同罗伯斯庇尔派一样,督政府也丝毫容不得任何跟自己存有二心、闹独立性的政治势力,不管这种势力曾经是它多么亲密的盟友。勒费弗尔曾指出,督政府之所以要费那么大的气力严密控制共和六年的选举,是因为它“不仅要排斥雅各宾派,而且要排斥拉马克这样的独立派(尽管拉马克原是吉伦特分子)”(15)。不过,最典型地反映着热月党政权的这种狭隘性的事例,恐怕还是热月党国民公会对“金色青年”的排斥和镇压。“金色青年”团伙本是由仇视雅各宾专政的有产阶级(主要是资产阶级)子弟组成的,曾在热月反动期间充当清除雅各宾势力的别动队,为巩固热月党人的政权立有汗马功劳。然而应该指出的是,这种团伙在政治上具有双重性,表现在它不仅是热月党人推行反动政策的一个手段,同时又是热月反动的一个富于主动精神的推动因素,一贯地显示出超前于热月党人的反动热情,常常推着热月党人走路。比如,金色青年的许多无法无天的暴力行为,如成群结伙地在大街上追打雅各宾分子,在剧院阻挠革命戏剧的演出,在国民公会旁听席上驱赶雅各宾派群众,以及肆意冲击雅各宾俱乐部和国民公会,亵渎革命崇拜的各种象征物(从撕扯妇女身上的三色徽、清除小红帽时尚,直到四处捣毁马拉等革命烈士的胸像)等等,都是未经政府许可的,甚至是违背热月党国民公会多数派的初衷的,常常不能为他们立即接受,只是在事态发展日趋严重,形成了强大的舆论压力之后,热月党政府才被迫顺应他们的要求,从而加速了反动的进程。作为反动的“工具”,“金色青年”曾在实际上帮过热月党人的大忙,也曾因此得到过热月党人的悉心培植和庇护;然而作为反动的“发动机”,“金色青年”却从一开始就表现出一种“独立性”,因而也就难免被热月党人视作一种潜在的异己势力。这就注定了它与热月党的联盟的短暂性。果然,一旦激进民主派被彻底摧毁,日渐流露出保王倾向的“金色青年”便开始成为热月党人的绊脚石,最后终因参与王党暴乱而被取缔。由此看来,热月党人与“金色青年”关系的演变和雅各宾派与无套裤汉革命斗士关系的演变,尽管意义迥异,但制约着它们的政治文化机制却没有什么两样。
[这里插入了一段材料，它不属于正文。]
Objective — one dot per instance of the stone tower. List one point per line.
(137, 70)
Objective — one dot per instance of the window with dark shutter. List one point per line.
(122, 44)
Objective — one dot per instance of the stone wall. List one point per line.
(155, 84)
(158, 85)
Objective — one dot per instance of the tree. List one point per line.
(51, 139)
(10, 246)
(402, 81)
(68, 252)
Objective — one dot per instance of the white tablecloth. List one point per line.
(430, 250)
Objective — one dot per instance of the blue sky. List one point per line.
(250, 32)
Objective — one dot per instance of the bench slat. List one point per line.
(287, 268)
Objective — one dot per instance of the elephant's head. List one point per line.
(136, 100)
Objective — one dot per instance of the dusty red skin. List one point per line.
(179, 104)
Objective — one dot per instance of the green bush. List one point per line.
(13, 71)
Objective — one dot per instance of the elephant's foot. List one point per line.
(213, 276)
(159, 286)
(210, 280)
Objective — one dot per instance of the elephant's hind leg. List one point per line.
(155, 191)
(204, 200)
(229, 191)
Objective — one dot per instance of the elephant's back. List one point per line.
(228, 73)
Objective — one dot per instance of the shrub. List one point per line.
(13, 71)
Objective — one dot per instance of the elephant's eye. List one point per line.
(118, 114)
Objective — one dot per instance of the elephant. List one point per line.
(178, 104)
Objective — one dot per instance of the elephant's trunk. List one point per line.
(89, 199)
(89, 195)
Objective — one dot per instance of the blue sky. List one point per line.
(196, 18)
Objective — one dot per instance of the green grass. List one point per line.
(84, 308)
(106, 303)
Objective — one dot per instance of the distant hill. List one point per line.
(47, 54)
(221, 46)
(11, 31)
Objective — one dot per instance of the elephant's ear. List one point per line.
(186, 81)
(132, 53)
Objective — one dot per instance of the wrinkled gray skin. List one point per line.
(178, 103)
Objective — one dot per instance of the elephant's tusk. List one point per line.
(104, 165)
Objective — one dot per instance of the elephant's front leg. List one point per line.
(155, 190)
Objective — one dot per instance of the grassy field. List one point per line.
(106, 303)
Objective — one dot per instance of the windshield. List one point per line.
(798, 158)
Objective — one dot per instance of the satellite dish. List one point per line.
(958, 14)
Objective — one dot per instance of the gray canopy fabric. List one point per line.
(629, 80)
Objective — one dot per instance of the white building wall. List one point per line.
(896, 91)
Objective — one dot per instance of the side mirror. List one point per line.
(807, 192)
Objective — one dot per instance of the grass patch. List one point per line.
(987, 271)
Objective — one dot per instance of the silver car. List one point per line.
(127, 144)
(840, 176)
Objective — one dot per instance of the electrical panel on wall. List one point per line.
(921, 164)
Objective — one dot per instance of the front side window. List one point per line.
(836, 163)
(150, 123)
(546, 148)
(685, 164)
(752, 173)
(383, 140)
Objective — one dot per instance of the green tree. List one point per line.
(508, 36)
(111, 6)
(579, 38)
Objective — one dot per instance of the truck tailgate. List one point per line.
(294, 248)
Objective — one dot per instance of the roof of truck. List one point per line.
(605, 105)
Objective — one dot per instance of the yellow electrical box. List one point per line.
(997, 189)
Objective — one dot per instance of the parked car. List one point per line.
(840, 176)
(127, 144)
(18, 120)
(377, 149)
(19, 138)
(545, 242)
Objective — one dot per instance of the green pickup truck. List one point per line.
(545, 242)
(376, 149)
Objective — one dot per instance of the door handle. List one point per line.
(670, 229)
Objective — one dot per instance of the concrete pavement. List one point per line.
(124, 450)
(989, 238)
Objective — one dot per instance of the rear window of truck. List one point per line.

说到这里,也许有必要重申这一事实,即我们所谈论的大革命中的“一党专制”,远不可与近现代政治中的“一党专制”同日而语。因为法国革命政治文化中异常强烈的反党派意识,使当时的法国人打心眼里厌恶有组织的政治,也就是说使他们根本不屑于组建有组织有纪律的“政党”(当时盛行于世的珍视个人自由的价值观也许也在强化着这种心理取向)。法国革命中搞一党专制的“党”,无论是罗伯斯庇尔的雅各宾派,还是热月党或所谓“督政派”,都不过是一个个由政治主张大致相同的人们组成的松散的联盟而已。但是从另一方面,人们也不得不承认,这种“联盟”,不管多么松散,但毕竟也是一种组织形式,甚至可以说是某种政党的雏形。既然如此,它的专制统治显然也就既不应当被简单地定义为某种“全民共有的国家”(16),又不能被视作纯粹由一个人说了算的个人独裁,而应当恰如其分地被称作某种尚未定型的“一党专制”。当然,这种统治形式的不成熟性也反映了它内在的一种深刻的矛盾性,这就是它一方面强烈地反对有组织的政治,一方面却在政治实践中遵循着一定的组织形式。这一情况,无疑在很大程度上决定了它本身的弱不禁风,从而决定了当时法国政局的动荡不安。资产阶级的利益当然不能容许这种情况无限期地持续下去。于是,当第二届督政府内外交困、走投无路的时候,复兴法兰西的伟大使命便历史性地落在了拿破仑·波拿巴的肩上。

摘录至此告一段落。